To help the computer “see” or track what we care about, we usually make the situation simpler. One technique is controlling the environment: use bright, even lighting and a clean background so the subject stands out. Another is increasing contrast (like wearing a bright color against a dark wall). In code, you can use methods like motion detection (compare frames to find movement), background subtraction (separate the person from the background), thresholding (turn the image into black/white based on brightness), and color tracking (follow a specific color range). You can also add markers on purpose—like a QR-code-style tag, a colored sticker, or a high-contrast shape—so the computer can track that instead of trying to recognize a whole body or face. The general strategy is: don’t make the computer solve a hard problem if you can redesign the setup to make it an easy one.

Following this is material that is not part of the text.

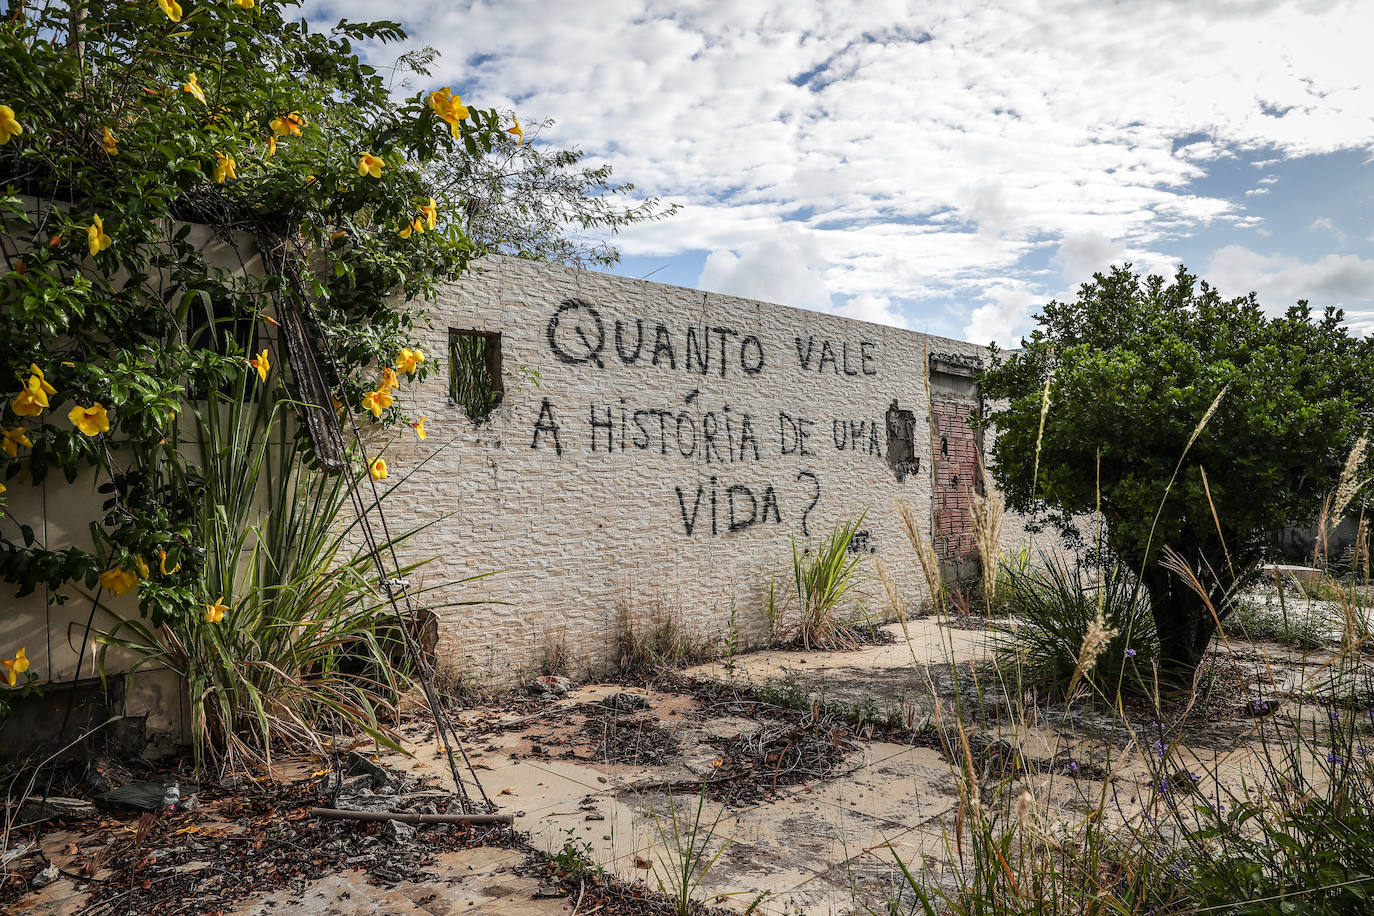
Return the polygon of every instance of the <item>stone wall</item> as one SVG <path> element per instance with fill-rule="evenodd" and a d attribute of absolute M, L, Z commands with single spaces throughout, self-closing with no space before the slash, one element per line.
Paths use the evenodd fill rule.
<path fill-rule="evenodd" d="M 463 375 L 499 366 L 499 405 L 474 422 L 441 373 L 407 394 L 428 438 L 406 430 L 385 451 L 393 533 L 429 525 L 403 548 L 435 557 L 413 586 L 442 585 L 434 604 L 481 602 L 439 610 L 452 673 L 510 684 L 557 655 L 574 674 L 605 670 L 627 622 L 758 642 L 770 580 L 779 596 L 791 586 L 794 539 L 803 549 L 863 512 L 852 548 L 881 555 L 919 606 L 898 504 L 931 535 L 933 467 L 942 550 L 967 552 L 966 370 L 982 348 L 514 259 L 478 267 L 431 306 L 421 345 L 448 369 L 452 333 L 499 335 L 480 345 L 499 356 Z M 932 450 L 932 396 L 949 455 Z M 1024 533 L 1008 527 L 1015 546 Z M 863 567 L 860 602 L 882 615 Z"/>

Computer vision is strongly connected to tracking and surveillance, and that affects interactive art in a few ways. On the positive side, tracking can create powerful experiences: the artwork can “respond” to your body, movement, or presence in a way that feels alive. But the same tracking can also feel invasive, because people know cameras are used to monitor and identify them in real life. That can create discomfort or distrust, especially if the artwork is not clear about what it records. Artists using computer vision should think about consent and transparency: tell the audience what is being tracked, avoid collecting personal data when it isn’t needed, and design interactions that don’t require identifying someone (tracking motion or silhouettes instead of faces). In interactive art, the best use of vision often focuses on participation and expression, not surveillance.